У всех этих людей один голос, голос о том, что ничего не будет или будут пустяки.

И рисунки были страшные, – например, студенческое семейство: муж, некрасивая жена и ребенок, грызущий на полу человеческую берцовую кость.

Это – страшные пустяки.

Давид Бурлюк находит поэта

И вот среди них ходил Маяковский. Шло время. Маяковский разговаривал со всеми – с прохожими на улице, с товарищами, с извозчиками.

Он жил, читал стихи, ходил по улицам. Когда-то Маяковский любил Виктора Гофмана, поэта не бездарного, далеко не идущего, рассказывающего о красивом; со стихами Гофмана томился Маяковский, ходя по московским улицам. Сейчас он ходил с Бурлюком. Бурлюк доказывал Володе, что он молодой Джек Лондон.

И вот однажды Бурлюк шел ночью с Маяковским по Сретенскому бульвару. Владимир прочел стихи, то были отрывки о городе, куски, которые потом Маяковский нигде не напечатал.

– Это один мой знакомый написал.

Давид остановился и сказал:

– Да это ж вы сами и написали. Да вы же гениальный поэт!

Маяковский ушел. Утром Бурлюк встретился с ним, познакомил с кем-то и сказал:

– Не знаете? Мой гениальный друг, знаменитый поэт Маяковский.

Володя толкал его, но, отведя поэта, Бурлюк сказал:

– Теперь пишите, Володечка, а не то вы меня поставите в глупейшее положение. Не бойтесь ничего. Я буду вам давать пятьдесят копеек в день. С сегодняшнего дня вы обеспеченный человек.

Он писал стихи. И Бурлюк заглядывал через плечо, хватал строчки еще горячими, переставлял их; первое стихотворение начиналось так:

Багровый и белый отброшен и скомкан,
в зеленый бросали горстями дукаты,
а черным ладоням сбежавшихся окон
раздали горящие желтые карты.
Бульварам и площади было не странно
увидеть на зданиях синие тоги.
И раньше бегущим, как желтые раны,
огни обручали браслетами ноги.[11]

Он вошел в поэзию, не изменившись, с картами, с картинами, своими и Бурлюков, с бесчисленными заявками, с недостроенным, сдвинутым, разложенным образом.

Он вдвинул образ в образ. Он работал в стихах методами тогдашней живописи.

Угрюмый дождь скосил глаза,
А за
решеткой
четкой
железной мысли проводов —
перина.
И на нее
встающих звезд
легко оперлись ноги.
Но ги-
бель фонарей,
царей
в короне газа,
для глаза
сделала больней
враждующий букет бульварных проституток.[12]
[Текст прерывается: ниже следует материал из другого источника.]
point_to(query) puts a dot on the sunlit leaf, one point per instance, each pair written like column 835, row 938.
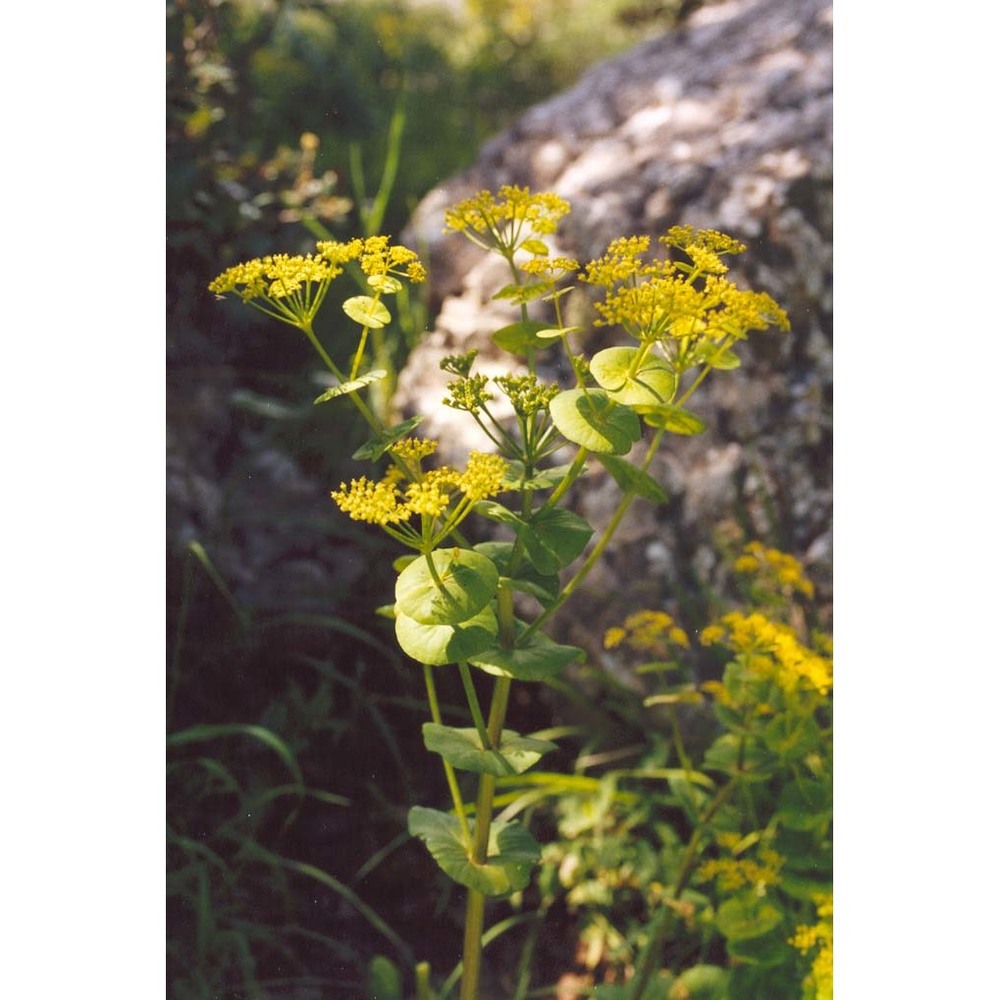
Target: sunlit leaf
column 463, row 749
column 366, row 311
column 352, row 385
column 746, row 916
column 592, row 419
column 437, row 645
column 554, row 538
column 386, row 284
column 653, row 382
column 510, row 855
column 465, row 583
column 539, row 657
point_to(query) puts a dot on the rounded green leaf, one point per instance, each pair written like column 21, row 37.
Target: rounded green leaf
column 466, row 582
column 463, row 749
column 509, row 857
column 747, row 916
column 537, row 659
column 554, row 538
column 437, row 645
column 366, row 311
column 592, row 419
column 526, row 579
column 352, row 385
column 653, row 382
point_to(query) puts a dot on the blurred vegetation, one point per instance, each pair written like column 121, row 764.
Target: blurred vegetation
column 288, row 867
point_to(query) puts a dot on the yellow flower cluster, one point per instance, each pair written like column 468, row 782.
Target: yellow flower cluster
column 510, row 218
column 690, row 308
column 526, row 394
column 391, row 505
column 771, row 650
column 647, row 632
column 292, row 287
column 703, row 246
column 414, row 449
column 732, row 873
column 550, row 266
column 820, row 934
column 275, row 276
column 771, row 566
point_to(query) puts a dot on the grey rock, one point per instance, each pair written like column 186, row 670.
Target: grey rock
column 725, row 123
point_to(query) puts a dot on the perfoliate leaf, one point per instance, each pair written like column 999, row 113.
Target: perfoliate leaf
column 511, row 853
column 437, row 645
column 462, row 749
column 526, row 579
column 384, row 283
column 592, row 419
column 553, row 538
column 352, row 385
column 653, row 382
column 366, row 311
column 538, row 658
column 466, row 582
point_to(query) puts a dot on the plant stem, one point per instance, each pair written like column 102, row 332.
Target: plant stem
column 362, row 407
column 470, row 694
column 449, row 771
column 422, row 972
column 475, row 908
column 581, row 574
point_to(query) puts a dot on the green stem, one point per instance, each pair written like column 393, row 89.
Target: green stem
column 470, row 694
column 449, row 771
column 362, row 407
column 475, row 908
column 422, row 972
column 572, row 474
column 581, row 574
Бурлюк не много умел, но он видел Хлебникова. Недавно еще к нему упал с неба и не разбился Василий Каменский, поэт немалый. А главное – Бурлюк был теоретиком, он знал, как можно экспериментировать; он мало умел, но сейчас он видел, как другой осуществляет то, чего не мог сделать сам Бурлюк.

Стихи рождались.

Но и не было бы Маяковского, если бы не было камеры 103. В той камере сидел Маяковский, читал книги. Мальчиком носил он революционные прокламации, прочел их, давно была потеряна связь с товарищами. Но у Маяковского была своя, хотя бы схематическая, карта мира и план истории.

Пришел не Потемкин, и не Валентин Горянский, и даже не Давид Бурлюк, пришел человек с ответственностью за мир, до диспутов в Политехническом музее знавший собрания у булочников, партийный спор, привыкший представлять, что за слово платят тюрьмой и ссылкой.